Study strengths and limitations

This study is a comprehensive systematic review and meta-analysis of studies about the effect of whey protein supplementation on serum levels of several metabolic parameters. Previous meta-analyses focused on the metabolic effects of whey protein in obese and overweight individuals, while this meta-analysis has been done on studies in patients with MetS and related disorders. However, this study has some limitations. First, whey protein was used in different dosages in the included studies. Moreover, study duration and control group were varied between included studies. We tried to minimize these discrepancies by different subgroup analyses. Intervention period was limited in all the included studies. Therefore, RCTs with longer duration are needed to determine clearly the effects of whey protein supplementation on metabolic parameters in moderate to long-term interventions.
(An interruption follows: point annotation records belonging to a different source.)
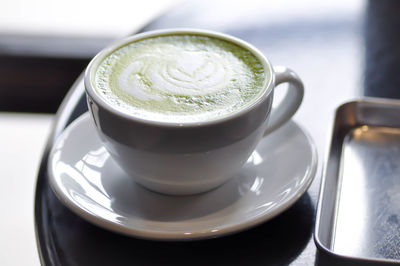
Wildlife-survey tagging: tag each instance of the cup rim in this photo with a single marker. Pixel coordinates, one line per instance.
(92, 67)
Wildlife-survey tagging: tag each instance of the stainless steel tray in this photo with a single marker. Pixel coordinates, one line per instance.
(358, 215)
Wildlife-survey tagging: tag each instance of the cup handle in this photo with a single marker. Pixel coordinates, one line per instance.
(290, 103)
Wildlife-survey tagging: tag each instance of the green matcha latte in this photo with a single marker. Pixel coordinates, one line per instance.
(180, 78)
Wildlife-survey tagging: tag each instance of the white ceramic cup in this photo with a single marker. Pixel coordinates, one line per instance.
(188, 158)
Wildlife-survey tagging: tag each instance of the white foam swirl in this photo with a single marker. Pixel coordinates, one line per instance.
(171, 70)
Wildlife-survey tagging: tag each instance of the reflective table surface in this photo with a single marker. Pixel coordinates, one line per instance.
(323, 43)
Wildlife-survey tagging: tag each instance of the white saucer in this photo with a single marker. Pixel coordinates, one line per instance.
(88, 181)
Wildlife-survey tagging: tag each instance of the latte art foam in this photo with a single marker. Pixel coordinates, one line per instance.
(180, 78)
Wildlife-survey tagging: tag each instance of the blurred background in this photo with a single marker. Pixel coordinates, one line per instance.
(341, 49)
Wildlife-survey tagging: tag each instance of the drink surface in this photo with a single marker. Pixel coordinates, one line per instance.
(180, 78)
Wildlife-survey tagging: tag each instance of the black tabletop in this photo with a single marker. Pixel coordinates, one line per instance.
(66, 239)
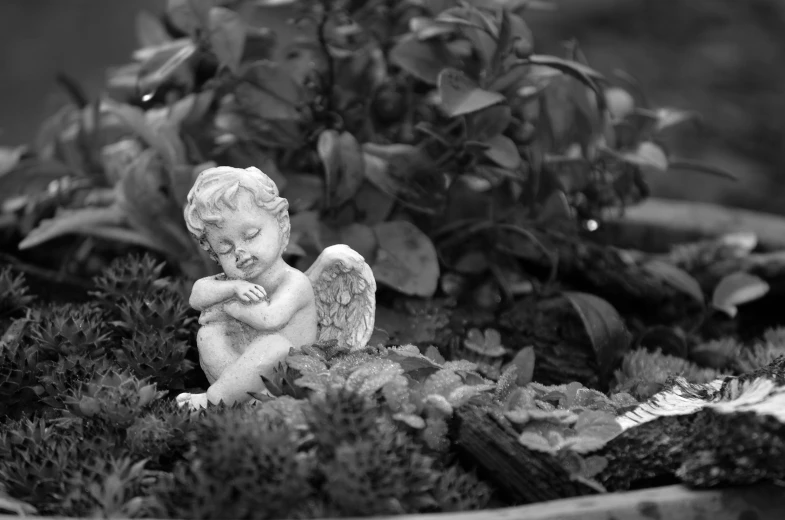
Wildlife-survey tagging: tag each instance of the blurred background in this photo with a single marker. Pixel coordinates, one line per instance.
(722, 58)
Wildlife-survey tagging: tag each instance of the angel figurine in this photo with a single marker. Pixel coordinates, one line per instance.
(260, 307)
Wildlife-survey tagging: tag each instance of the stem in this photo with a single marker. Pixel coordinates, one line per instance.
(321, 34)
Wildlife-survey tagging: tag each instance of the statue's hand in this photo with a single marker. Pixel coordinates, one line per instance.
(193, 401)
(249, 292)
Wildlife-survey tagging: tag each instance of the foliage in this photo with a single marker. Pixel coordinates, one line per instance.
(437, 114)
(643, 373)
(14, 295)
(366, 437)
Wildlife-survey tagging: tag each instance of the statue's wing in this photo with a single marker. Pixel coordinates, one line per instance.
(345, 292)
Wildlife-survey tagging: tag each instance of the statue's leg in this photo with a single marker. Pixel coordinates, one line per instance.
(216, 349)
(261, 357)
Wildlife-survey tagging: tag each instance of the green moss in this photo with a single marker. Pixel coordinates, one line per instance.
(644, 373)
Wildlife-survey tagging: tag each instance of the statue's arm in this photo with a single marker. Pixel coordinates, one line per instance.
(209, 291)
(289, 298)
(242, 376)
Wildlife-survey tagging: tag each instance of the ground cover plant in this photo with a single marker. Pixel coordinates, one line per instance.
(470, 172)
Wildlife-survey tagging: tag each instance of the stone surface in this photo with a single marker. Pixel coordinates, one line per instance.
(259, 307)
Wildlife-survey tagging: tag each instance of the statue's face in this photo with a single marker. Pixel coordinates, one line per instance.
(249, 240)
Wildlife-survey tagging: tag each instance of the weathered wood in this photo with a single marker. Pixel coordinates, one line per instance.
(607, 272)
(668, 502)
(523, 476)
(657, 224)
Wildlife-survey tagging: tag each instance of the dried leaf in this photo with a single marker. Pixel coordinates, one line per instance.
(460, 95)
(76, 221)
(406, 259)
(189, 15)
(604, 325)
(676, 278)
(268, 91)
(736, 289)
(422, 59)
(503, 152)
(649, 156)
(227, 36)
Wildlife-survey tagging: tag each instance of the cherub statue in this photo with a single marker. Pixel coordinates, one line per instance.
(260, 307)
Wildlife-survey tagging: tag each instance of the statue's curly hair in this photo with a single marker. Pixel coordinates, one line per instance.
(216, 189)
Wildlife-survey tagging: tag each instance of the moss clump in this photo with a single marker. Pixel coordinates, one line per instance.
(644, 373)
(91, 428)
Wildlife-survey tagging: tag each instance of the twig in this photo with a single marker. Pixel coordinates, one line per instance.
(321, 32)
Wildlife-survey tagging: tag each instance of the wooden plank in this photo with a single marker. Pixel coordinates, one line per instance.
(656, 224)
(761, 502)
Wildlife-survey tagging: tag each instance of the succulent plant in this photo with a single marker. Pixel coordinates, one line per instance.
(18, 376)
(643, 373)
(131, 274)
(117, 398)
(61, 330)
(156, 355)
(163, 311)
(14, 294)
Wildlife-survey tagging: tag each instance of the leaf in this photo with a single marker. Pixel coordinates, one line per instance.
(604, 325)
(670, 340)
(676, 278)
(556, 208)
(736, 289)
(303, 191)
(267, 91)
(227, 36)
(460, 95)
(164, 64)
(504, 40)
(486, 344)
(352, 170)
(620, 103)
(586, 75)
(668, 117)
(489, 123)
(189, 15)
(536, 442)
(422, 59)
(648, 156)
(503, 152)
(74, 221)
(426, 28)
(699, 167)
(406, 259)
(524, 362)
(10, 157)
(150, 32)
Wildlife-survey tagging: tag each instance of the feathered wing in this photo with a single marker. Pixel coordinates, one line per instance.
(345, 292)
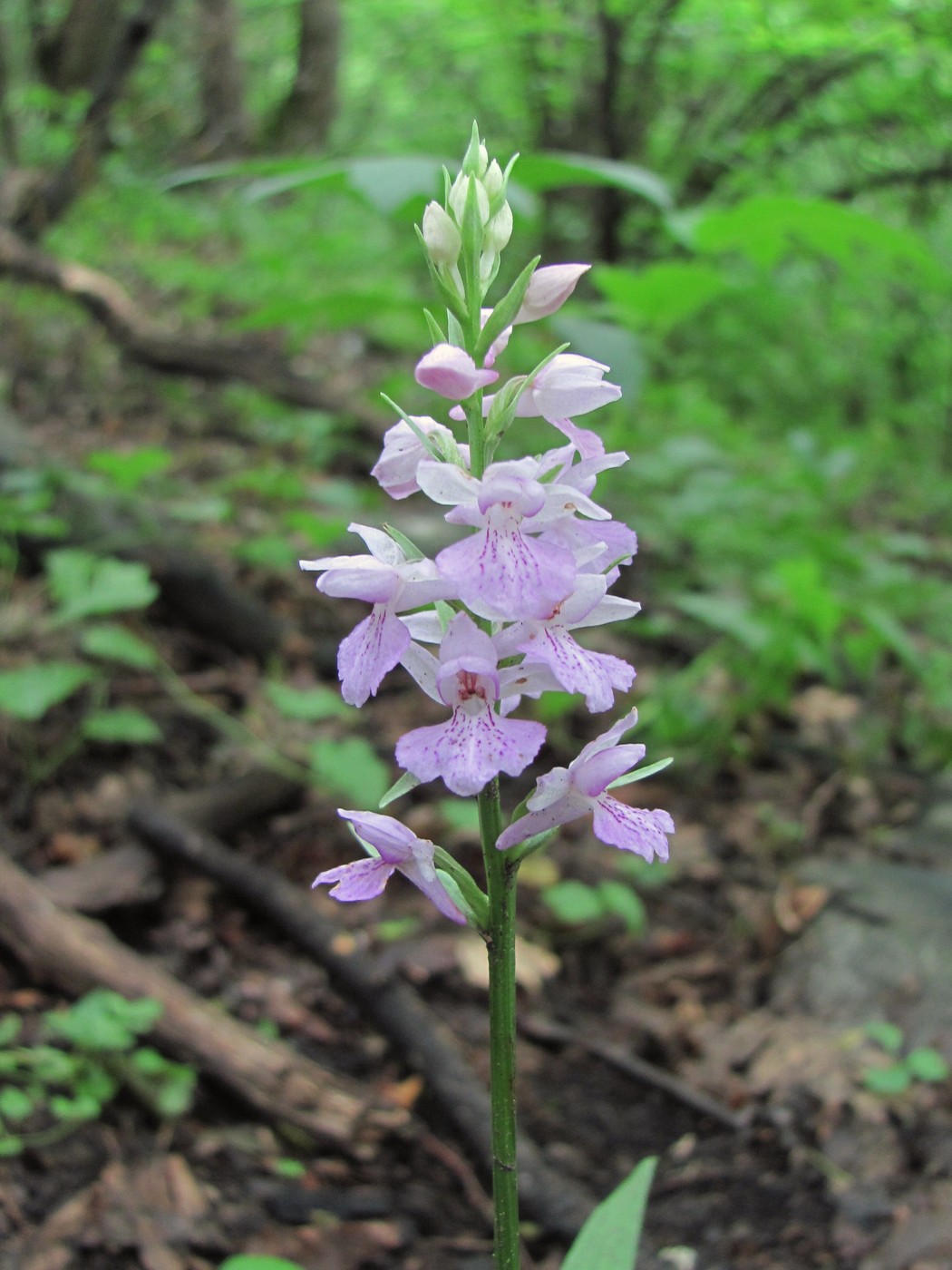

The limited sample size of included studies was another limitation. In addition, most included studies were done in Western countries and only limited data are available from Asian and Australian populations. In addition, included studies suffer from different sources of bias in some aspects and this should be taken into consideration. Also, due to various regimens, doses, duration, center settings, populations and sample size the results of present study should be interpreted with cautious. Therefore, further large-scale studies on different populations are required to provide some clear answers concerning.

Conclusions

This meta-analysis indicated potential effects of whey protein on improving HbA1c, insulin, HOMA-IR, triglycerides, total cholesterol, LDL-cholesterol and total/HDL-cholesterol ratio in patients with MetS and related disorders, but it did not show any effect on HDL-cholesterol, and FPG levels. In the present study, the significance of findings for parameters of glycemic status were disappeared after PI estimation, which may be due to the heterogeneity. Therefore, the efficacy of whey protein supplementation on glycemic control should be identified in future studies. In order to overcome different sources of bias future RCTs need to be designed with appropriate blinding, allocation concealment and data report to overcome different sources of bias.